Those MIT guys are at it again… Now that they’re banned from blackjack and casinos, they’ve redirected their time to research brain vascular problems… in more minimally invasive ways than ever before.
Aneurysms and stroke have long been challenging conditions for neurologists and neurosurgeons to treat. Both arise from blood vessel problems in the brain. The hexagonal network of arteries at the base of the brain, the circle of Willis, has been studied since the mid-1600’s. The word “carotid”, in reference to the carotid artery, is derived from the Greek term- karotide or karos, meaning “to stupefy” or “”plunge into a deep sleep”. For a long time, we’ve known that problems with cerebral arteries cause strokes and neurologic problems.
Surgical treatment for a blocked artery, causing ischemic stroke, originally consisted of “unblocking” the artery through a procedure called a carotid endarterectomy (CEA). CEA is still done today, however it cannot fix smaller arteries in the brain. Thanks to Egas Moniz in the 1970s, cerebral angiography was developed in which small, but somewhat rigid, catheters were advanced from an artery in the groin, up and through the brain vessels. Originally endovascular angiograms were just used to take pictures of the blood vessels. However in 1983, the first endovascular removal of a basilar artery occlusion, causing a stroke, was published. The technique is called thrombectomy. Since, advances in thrombectomy devices make it easier to accomplish. Additionally, medications can now also be administered into a patient’s arm vein, or endovascularly into cerebral arteries, to lyse the blood vessel obstruction. The options we have now seem to work pretty well, but the greatest challenge may be getting the procedure done within about a 3-hour window before the brain cells start to die.
Aneurysms were originally described as, “a lesion having such remote surgical bearings… whether there are surgical indications… further experience alone can tell” (Harvey Cushing). In 1937, the first malleable silver clip was placed over an aneurysm. The clip blocks blood flow to the aneurysm so that it cannot rupture. If the aneurysm has already ruptured, quick treatment is more critical to avoid re-rupture. Great modifications have since occurred to surgical aneurysm clips, and this procedure is also still used today in certain scenarios. The criticism is that who wants their head cut open if there is a less invasive option? Guglielmi started endovascularly detaching platinum coils in aneurysms in 1990. This technique was clearly less invasive than surgically opening a patient’s skull, however the coils only completely blocked off the aneurysms about 38% of the time. Technological advancement ensued, however incomplete blockage of an aneurysm is still the greatest limitation and criticism of endovascular coiling. Not all aneurysms are accessible, using endovascular techniques, either. There has been great debate over the years about whether the surgical risks of clipping an aneurysm or the incomplete treatment risks of coiling an aneurysm, favor one option over the other.

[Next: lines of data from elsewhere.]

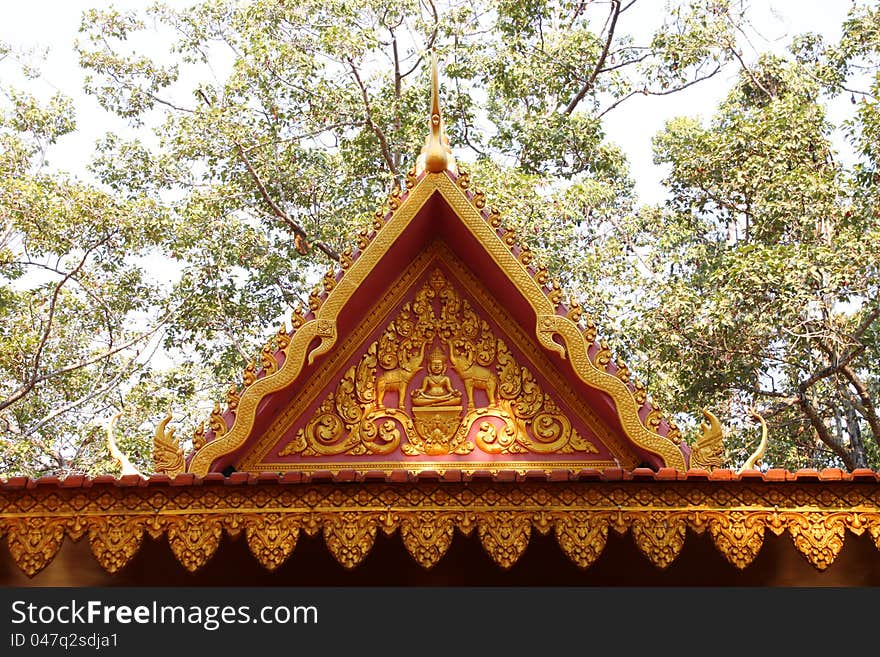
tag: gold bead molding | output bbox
[0,481,880,577]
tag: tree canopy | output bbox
[0,0,880,475]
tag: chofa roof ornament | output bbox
[416,50,457,176]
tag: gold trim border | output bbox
[0,481,880,577]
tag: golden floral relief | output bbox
[279,268,599,457]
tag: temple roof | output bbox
[0,468,880,585]
[174,56,690,476]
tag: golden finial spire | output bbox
[416,50,456,175]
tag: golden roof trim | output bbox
[0,480,880,577]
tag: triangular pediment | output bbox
[188,171,685,474]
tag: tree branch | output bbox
[345,57,398,177]
[840,365,880,446]
[198,89,339,262]
[563,0,620,114]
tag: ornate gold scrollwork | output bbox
[6,516,67,577]
[166,515,223,572]
[477,511,532,569]
[153,413,186,477]
[554,511,608,568]
[630,511,687,568]
[279,269,598,457]
[400,511,455,568]
[244,513,299,571]
[0,481,880,577]
[324,511,378,568]
[709,511,764,570]
[89,516,144,573]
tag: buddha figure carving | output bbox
[412,347,461,407]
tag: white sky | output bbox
[0,0,852,202]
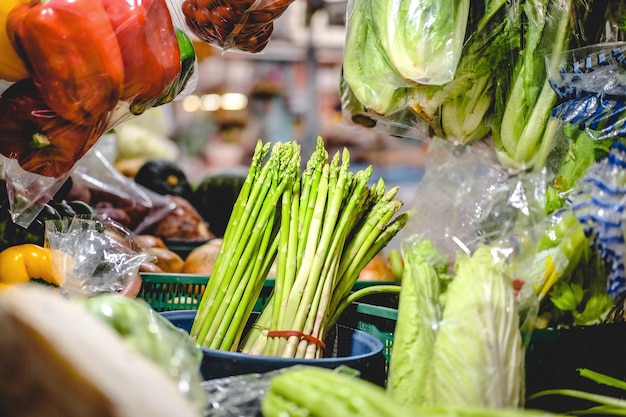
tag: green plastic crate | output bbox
[138,273,393,312]
[138,273,398,364]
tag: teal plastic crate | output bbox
[339,303,398,365]
[138,273,398,366]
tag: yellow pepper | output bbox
[0,0,29,82]
[0,243,63,286]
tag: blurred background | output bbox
[112,0,425,214]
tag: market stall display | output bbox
[0,0,626,417]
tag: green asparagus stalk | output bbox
[192,138,408,358]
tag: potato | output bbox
[182,239,222,275]
[359,253,394,281]
[144,248,184,274]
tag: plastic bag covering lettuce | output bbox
[568,142,626,299]
[387,237,524,408]
[342,0,406,115]
[73,294,208,411]
[371,0,470,85]
[388,140,545,408]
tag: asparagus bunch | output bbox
[190,142,300,350]
[242,138,408,358]
[191,138,408,358]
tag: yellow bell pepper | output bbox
[0,243,63,286]
[0,0,29,82]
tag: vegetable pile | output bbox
[191,138,408,358]
[342,0,624,169]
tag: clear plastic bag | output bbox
[0,0,197,226]
[45,217,153,298]
[72,148,176,233]
[74,294,208,415]
[388,139,546,407]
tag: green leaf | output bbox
[550,282,584,311]
[577,368,626,391]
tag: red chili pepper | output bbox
[0,79,107,177]
[7,0,124,125]
[102,0,181,100]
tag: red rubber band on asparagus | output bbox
[267,330,326,349]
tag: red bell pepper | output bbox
[102,0,181,100]
[0,79,107,177]
[7,0,124,125]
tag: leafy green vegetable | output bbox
[371,0,470,85]
[530,368,626,416]
[493,0,575,168]
[440,0,519,144]
[387,241,447,405]
[546,124,614,214]
[426,246,524,408]
[342,0,407,115]
[387,239,524,408]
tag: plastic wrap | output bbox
[388,140,546,407]
[182,0,294,53]
[72,148,176,233]
[0,0,197,225]
[74,294,207,415]
[45,217,152,298]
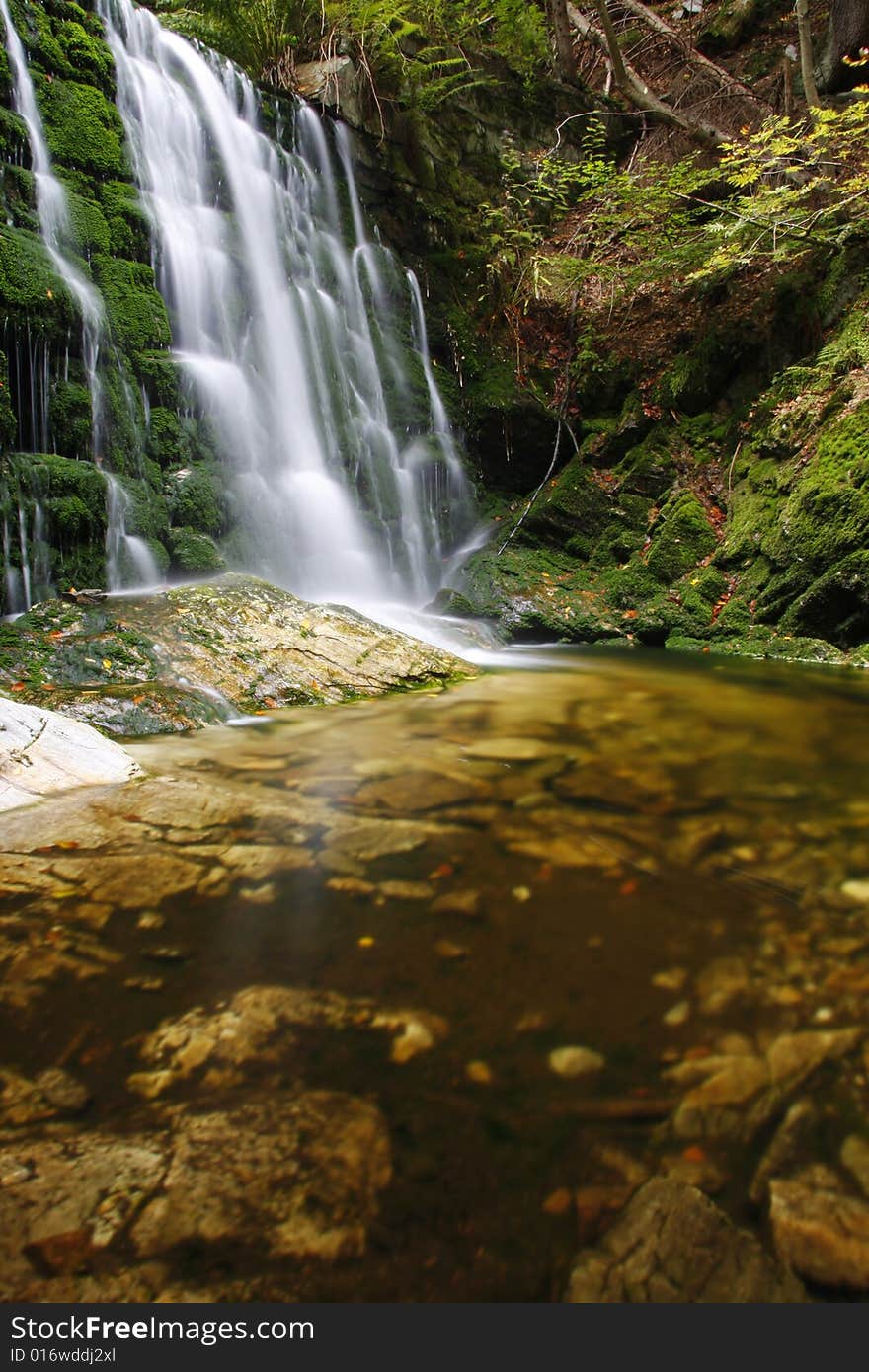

In 2002, the ISAT study convinced many surgeons to favor endovascular treatment. Additionally new devices used to assist coiling were developed, which made some aneurysms that previously were more amenable to clipping, possibly treatable with coiling. This leads to present day, where most aneurysms are endovascularly treated, despite the added complication risk not described in ISAT. Last year, a new study assessed thousands of aneurysms around the world, and found that endovascular coiling was associated with a higher death rate at 2 weeks, compared to surgical clipping. This reminded most of us that aneurysms need to have both endovascular and clipping options considered.
One of the greatest challenges with current cerebral endovascular techniques, for treating stroke or aneurysm, is the catheter’s slight rigidity, and ability to get it to the area needing treatment. The procedure is performed by continuously bumping the catheter into the walls of the blood vessels as the catheter is manipulated to the treatment site. This can dislodge small clots, causing more strokes, or even puncture the artery. There are cases where the cerebral blood vessels are too tortuous that they cannot be navigated to treat a stroke or aneurysm. This is a real problem when “time is brain” for stroke patients. This is a real problem when an aneurysm cannot be accessed for treatment, but could soon re-bleed.
MIT engineers have recently developed a magnetically steerable catheter that can glide through even the most tortuous labyrinth of blood vessels. The catheter is a nickel- titanium alloy (nitinol), which may be more “bendy” and “springy” than the current option. It is covered in a hydrogel, making it more frictionless and biocompatible. The fact that a magnetic may direct that catheter, as opposed to a surgeon’s hands which uses haptic feedback, smaller corridors may now be accessible. Furthermore the surgeon eventually may not even be present in the room, or the hospital, or the state… In fact, it’s possible this could autonomously driven, negating the need for a human surgeon. Lastly, the catheter is controlled magnetically, which avoids the large doses of radiation currently exposed to the patient and treatment team. Of course, the catheter’s novelty purely resides in getting to the treatment area… this catheter will not affect the challenges in completely coiling an aneurysm.
At least this MIT invention may only infringe on profits of some neuroendovascular surgeons, and not any casino owners.